Да и веселей так-то: кто-то, в том числе и Сытин, конечно, плетут сети, обкладывают, как волка флажками, пишут этакие инструкции, а он свои тенёта тоже натянул не пустяковые, и неизвестно ещё, кому хуже придётся.
«Хрен возьмут! Хотя поостеречься, конечно, не лишне, зря лезть на рожон не следует».
Но тут же и полез. Зуёк хоть и с большой задержкой, в конце ноября на Михайлов день, но доставил-таки в Москву свининских Курлапа и Шиша, и Иван, конечно же, стал их «раскручивать» в своей пыточной, да так, что даже соседи, наверное, слышали временами странные тоскливо-свирепые завывания, не похожие на человеческие. Это так Курлап выл при сильных истязаниях. Иван в первый день боялся, что не выдержит — своими руками порешит их, ибо оказалось, что они только по обличью походили на людей, а по натуре были совершенно тупые бешеные псы, которые не понимали никаких обыкновенных слов, а лишь злобные, угрожающие, а лучше всего плеть.

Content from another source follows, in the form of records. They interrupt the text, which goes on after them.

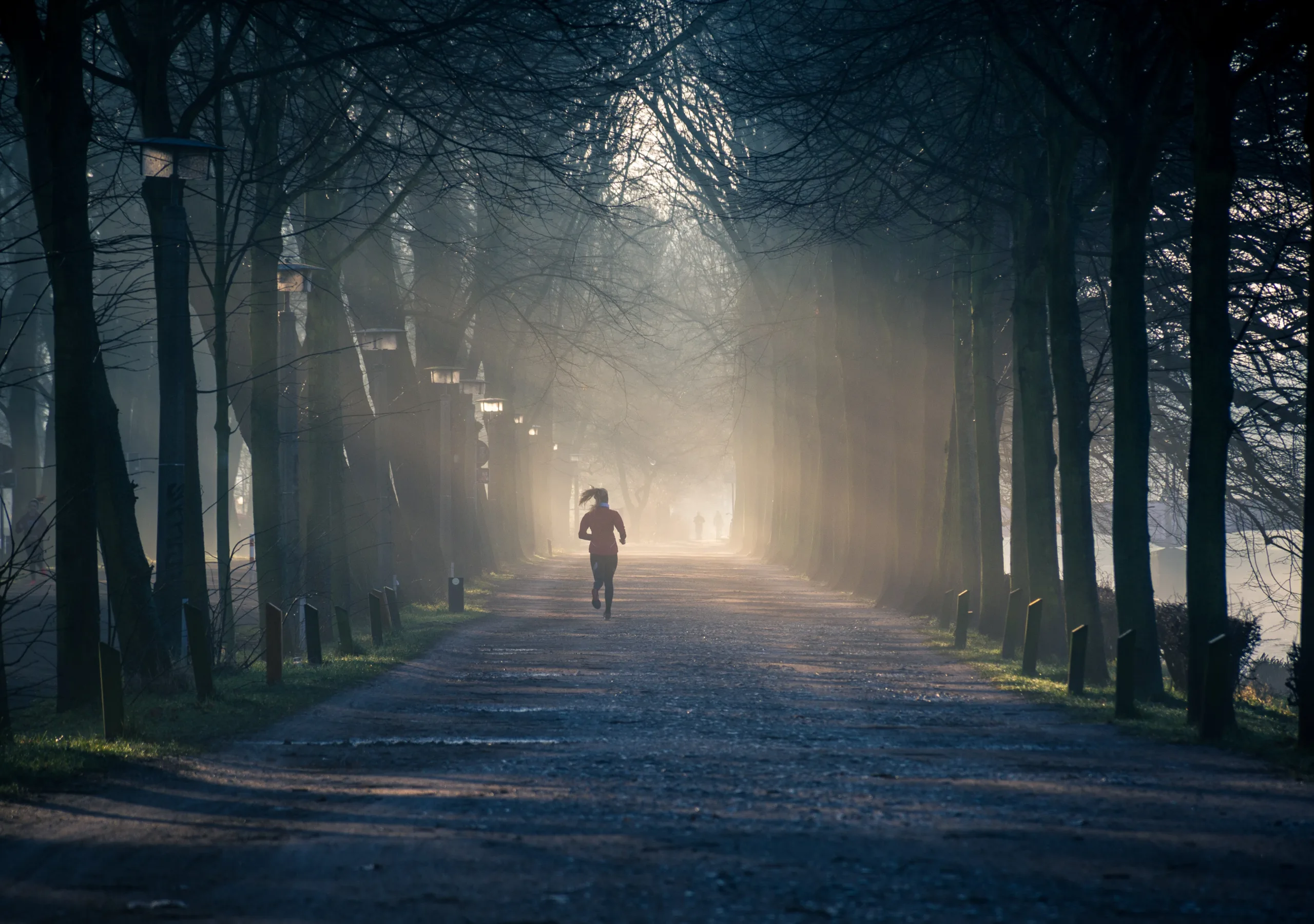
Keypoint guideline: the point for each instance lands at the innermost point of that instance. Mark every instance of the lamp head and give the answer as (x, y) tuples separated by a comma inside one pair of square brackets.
[(381, 338), (295, 276), (175, 158)]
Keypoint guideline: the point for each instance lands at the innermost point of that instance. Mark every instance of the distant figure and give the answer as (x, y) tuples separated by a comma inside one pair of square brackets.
[(597, 525), (29, 536)]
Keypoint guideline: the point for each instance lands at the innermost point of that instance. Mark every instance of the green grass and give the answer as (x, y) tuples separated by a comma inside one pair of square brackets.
[(1266, 725), (57, 751)]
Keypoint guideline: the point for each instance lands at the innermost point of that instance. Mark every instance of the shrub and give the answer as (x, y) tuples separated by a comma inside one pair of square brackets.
[(1171, 617), (1242, 632)]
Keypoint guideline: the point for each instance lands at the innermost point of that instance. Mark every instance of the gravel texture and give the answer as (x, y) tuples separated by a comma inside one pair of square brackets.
[(735, 746)]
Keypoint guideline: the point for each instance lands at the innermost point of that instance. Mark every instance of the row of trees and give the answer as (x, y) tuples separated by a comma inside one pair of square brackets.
[(455, 179), (1076, 245)]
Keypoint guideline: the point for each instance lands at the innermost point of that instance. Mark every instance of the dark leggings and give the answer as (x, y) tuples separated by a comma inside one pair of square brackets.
[(604, 570)]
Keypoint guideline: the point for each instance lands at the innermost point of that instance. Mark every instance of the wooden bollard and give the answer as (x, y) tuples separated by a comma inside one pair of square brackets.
[(1125, 691), (965, 617), (948, 610), (1076, 661), (395, 610), (199, 646), (376, 617), (346, 645), (1014, 624), (1032, 641), (1213, 716), (273, 645), (111, 692), (315, 649)]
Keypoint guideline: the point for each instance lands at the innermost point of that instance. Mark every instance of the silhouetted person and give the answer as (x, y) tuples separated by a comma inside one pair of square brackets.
[(598, 527)]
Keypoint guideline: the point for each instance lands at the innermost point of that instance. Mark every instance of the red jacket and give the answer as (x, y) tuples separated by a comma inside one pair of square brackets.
[(597, 525)]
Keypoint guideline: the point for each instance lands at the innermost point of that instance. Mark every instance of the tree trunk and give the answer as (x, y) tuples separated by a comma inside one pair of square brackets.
[(1211, 356), (263, 305), (937, 408), (1304, 669), (1019, 573), (48, 66), (179, 533), (1129, 214), (1037, 397), (969, 502), (1073, 398)]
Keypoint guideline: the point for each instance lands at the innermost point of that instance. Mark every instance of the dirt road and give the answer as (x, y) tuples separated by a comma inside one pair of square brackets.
[(733, 746)]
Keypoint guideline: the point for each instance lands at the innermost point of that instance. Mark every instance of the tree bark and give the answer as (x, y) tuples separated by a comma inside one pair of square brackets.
[(994, 587), (1036, 391), (57, 120), (1304, 669), (1211, 347), (969, 499), (128, 573), (1073, 397)]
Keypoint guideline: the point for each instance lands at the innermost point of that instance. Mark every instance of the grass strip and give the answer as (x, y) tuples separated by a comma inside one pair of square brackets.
[(1266, 725), (61, 750)]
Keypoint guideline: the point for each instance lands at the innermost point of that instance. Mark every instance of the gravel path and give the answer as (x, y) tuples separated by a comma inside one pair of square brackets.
[(735, 746)]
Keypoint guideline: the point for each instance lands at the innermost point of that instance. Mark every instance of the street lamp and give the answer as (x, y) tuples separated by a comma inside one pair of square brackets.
[(294, 278), (378, 342), (475, 387), (380, 338), (167, 163), (175, 158), (445, 375)]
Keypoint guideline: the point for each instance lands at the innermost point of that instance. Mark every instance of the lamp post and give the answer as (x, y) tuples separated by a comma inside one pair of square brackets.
[(167, 165), (378, 343), (573, 511), (446, 380), (470, 466), (294, 278)]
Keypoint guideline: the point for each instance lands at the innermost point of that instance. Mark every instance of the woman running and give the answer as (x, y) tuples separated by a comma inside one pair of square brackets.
[(597, 527)]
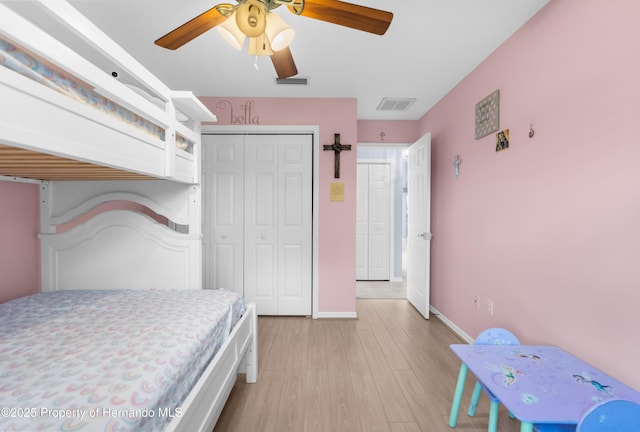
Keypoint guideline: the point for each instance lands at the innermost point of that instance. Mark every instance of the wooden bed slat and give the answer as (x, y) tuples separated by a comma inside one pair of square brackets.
[(17, 162)]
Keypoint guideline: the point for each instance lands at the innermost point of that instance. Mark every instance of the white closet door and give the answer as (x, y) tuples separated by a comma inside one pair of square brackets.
[(295, 225), (223, 181), (261, 222), (373, 230), (258, 219)]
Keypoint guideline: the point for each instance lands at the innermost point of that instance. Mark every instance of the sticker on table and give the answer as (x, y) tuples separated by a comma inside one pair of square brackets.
[(529, 399), (533, 357)]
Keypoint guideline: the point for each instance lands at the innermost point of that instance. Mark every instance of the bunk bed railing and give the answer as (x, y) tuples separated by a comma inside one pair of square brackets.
[(179, 162)]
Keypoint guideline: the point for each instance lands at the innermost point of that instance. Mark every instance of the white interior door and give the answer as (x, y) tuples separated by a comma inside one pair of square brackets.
[(373, 230), (419, 224)]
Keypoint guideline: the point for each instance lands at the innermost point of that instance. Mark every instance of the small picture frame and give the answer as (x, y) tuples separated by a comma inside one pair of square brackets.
[(502, 140)]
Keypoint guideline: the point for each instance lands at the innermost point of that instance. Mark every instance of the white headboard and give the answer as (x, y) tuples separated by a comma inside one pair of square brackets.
[(119, 249)]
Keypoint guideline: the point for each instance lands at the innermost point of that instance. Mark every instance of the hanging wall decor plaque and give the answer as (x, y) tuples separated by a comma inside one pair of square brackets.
[(488, 115)]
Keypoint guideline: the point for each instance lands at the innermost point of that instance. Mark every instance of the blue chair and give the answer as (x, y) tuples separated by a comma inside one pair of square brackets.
[(614, 415), (492, 336)]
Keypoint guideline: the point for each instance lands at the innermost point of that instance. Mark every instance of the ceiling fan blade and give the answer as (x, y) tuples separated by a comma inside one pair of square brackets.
[(283, 63), (347, 14), (193, 28)]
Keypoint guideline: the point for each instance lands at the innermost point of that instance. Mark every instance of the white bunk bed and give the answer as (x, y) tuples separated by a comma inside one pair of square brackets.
[(62, 105), (53, 131)]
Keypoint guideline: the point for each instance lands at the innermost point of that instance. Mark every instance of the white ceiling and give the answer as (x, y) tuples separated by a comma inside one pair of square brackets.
[(431, 45)]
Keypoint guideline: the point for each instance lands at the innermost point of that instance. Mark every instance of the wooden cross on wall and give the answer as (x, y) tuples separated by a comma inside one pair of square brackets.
[(337, 148)]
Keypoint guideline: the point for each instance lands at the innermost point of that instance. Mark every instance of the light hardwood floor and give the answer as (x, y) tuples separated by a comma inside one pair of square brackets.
[(389, 370)]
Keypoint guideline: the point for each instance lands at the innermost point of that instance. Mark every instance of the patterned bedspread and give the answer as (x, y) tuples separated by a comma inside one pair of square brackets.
[(114, 360)]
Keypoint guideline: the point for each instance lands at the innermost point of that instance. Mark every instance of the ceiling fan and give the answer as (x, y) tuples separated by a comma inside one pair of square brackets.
[(268, 35)]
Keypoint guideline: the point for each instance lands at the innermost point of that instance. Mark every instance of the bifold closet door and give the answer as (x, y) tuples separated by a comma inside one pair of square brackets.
[(277, 253), (260, 240)]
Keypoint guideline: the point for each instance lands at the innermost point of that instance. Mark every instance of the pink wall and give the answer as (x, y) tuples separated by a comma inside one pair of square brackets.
[(337, 250), (20, 251), (388, 131), (550, 228)]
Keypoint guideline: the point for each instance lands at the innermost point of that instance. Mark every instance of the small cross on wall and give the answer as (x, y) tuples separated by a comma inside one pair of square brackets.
[(337, 148)]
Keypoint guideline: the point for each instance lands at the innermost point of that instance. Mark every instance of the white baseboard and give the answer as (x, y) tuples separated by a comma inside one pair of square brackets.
[(457, 330), (337, 315)]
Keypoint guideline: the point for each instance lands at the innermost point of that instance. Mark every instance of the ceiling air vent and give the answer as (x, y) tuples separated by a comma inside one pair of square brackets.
[(395, 104), (292, 81)]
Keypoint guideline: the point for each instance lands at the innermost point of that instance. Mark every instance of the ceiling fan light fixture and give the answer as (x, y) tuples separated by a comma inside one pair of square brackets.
[(260, 46), (231, 33), (251, 18), (279, 33)]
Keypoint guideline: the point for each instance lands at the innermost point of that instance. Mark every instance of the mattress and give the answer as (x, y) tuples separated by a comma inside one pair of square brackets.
[(113, 360)]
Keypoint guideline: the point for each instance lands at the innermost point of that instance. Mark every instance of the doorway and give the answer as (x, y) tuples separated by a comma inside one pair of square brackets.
[(372, 285)]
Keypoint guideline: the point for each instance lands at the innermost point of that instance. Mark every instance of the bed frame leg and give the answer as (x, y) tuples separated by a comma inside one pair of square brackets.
[(251, 356)]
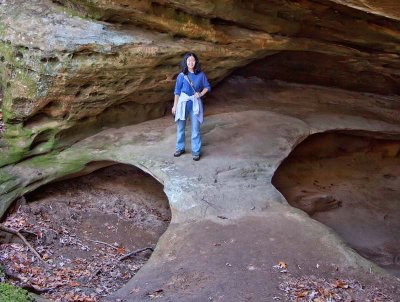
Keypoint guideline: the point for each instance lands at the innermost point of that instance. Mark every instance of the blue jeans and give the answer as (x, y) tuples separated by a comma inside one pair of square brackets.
[(195, 127)]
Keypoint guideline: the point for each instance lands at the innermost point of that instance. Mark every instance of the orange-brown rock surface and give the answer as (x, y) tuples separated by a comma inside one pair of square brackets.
[(69, 67)]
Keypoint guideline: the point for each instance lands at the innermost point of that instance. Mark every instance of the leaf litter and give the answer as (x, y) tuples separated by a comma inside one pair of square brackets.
[(80, 227)]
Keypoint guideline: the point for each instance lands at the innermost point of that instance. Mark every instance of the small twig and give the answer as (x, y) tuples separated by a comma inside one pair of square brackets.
[(105, 243), (17, 233), (135, 252)]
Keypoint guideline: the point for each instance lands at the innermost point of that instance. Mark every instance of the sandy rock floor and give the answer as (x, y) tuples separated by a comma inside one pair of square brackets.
[(351, 184)]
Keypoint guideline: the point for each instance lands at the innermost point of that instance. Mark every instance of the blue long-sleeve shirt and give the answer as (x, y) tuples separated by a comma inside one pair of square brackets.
[(199, 82)]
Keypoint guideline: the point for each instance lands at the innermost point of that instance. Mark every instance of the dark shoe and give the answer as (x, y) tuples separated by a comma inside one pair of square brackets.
[(179, 153)]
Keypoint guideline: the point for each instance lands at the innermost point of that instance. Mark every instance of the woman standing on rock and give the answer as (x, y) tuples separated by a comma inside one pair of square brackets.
[(190, 86)]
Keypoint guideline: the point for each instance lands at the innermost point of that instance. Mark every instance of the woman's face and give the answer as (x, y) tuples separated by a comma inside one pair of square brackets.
[(191, 61)]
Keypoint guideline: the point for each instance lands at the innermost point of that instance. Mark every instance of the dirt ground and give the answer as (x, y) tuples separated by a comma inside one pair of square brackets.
[(81, 227), (351, 184)]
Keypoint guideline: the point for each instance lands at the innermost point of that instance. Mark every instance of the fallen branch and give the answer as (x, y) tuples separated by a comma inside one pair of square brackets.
[(135, 252), (105, 243), (17, 233), (30, 287)]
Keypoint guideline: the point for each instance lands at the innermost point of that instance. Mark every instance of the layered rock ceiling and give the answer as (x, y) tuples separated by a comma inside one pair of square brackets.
[(70, 68), (88, 83)]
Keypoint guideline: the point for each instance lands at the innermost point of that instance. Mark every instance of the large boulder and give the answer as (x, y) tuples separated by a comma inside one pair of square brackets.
[(70, 68)]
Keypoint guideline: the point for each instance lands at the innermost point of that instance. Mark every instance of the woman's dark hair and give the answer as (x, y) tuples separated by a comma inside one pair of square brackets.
[(184, 67)]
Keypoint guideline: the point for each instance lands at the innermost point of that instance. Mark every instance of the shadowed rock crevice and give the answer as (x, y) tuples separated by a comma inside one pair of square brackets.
[(84, 225), (351, 183)]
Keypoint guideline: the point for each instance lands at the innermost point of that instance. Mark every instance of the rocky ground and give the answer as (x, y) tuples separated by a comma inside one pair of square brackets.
[(81, 228), (232, 236), (350, 183)]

Он спросил их про Каргополь, ещё не показывая Камчатку, а они сопят и молчат, и в глазах такая свирепость, протяни руку — откусят, хотя видели его впервые. Только так, с дикой ненавистью, глядели буквально на всех до последнего дня. Всех и всё ненавидели. А рявкнул и потянулся за плетью — заговорили, не односложно, будто и слов-то знали не больше двух-трёх десятков, а Шиш, помимо своего бесконечного шиша, и того меньше. И все, конечно, отрицали поначалу: не бывали ни в каком Каргополе, никакого старика не встречали, не знают. Оба были небольшие, Курлап пошире, лысоватый, брыластый, в самом деле смахивающий на пса, лобик низенький, а Шиш — похудей, покостлявей, волосатый и с таким же низким лбом. Иван показал Волку на плеть, чтобы остановил враньё, и тот полоснул одного и другого, и ещё полоснул. Шиш сильно сжался, а Курлап, наоборот, весь вытянулся, заводил кругообразно башкой и негромко странно взвыл, и глаза обоих аж заполыхали тупой свирепой ненавистью — звериной ненавистью. Псы! Форменные псы! Видно, ничего другого и не ждали и были привычны к истязаниям, имели против боли свои приёмы. Но про Каргополь твердили то же.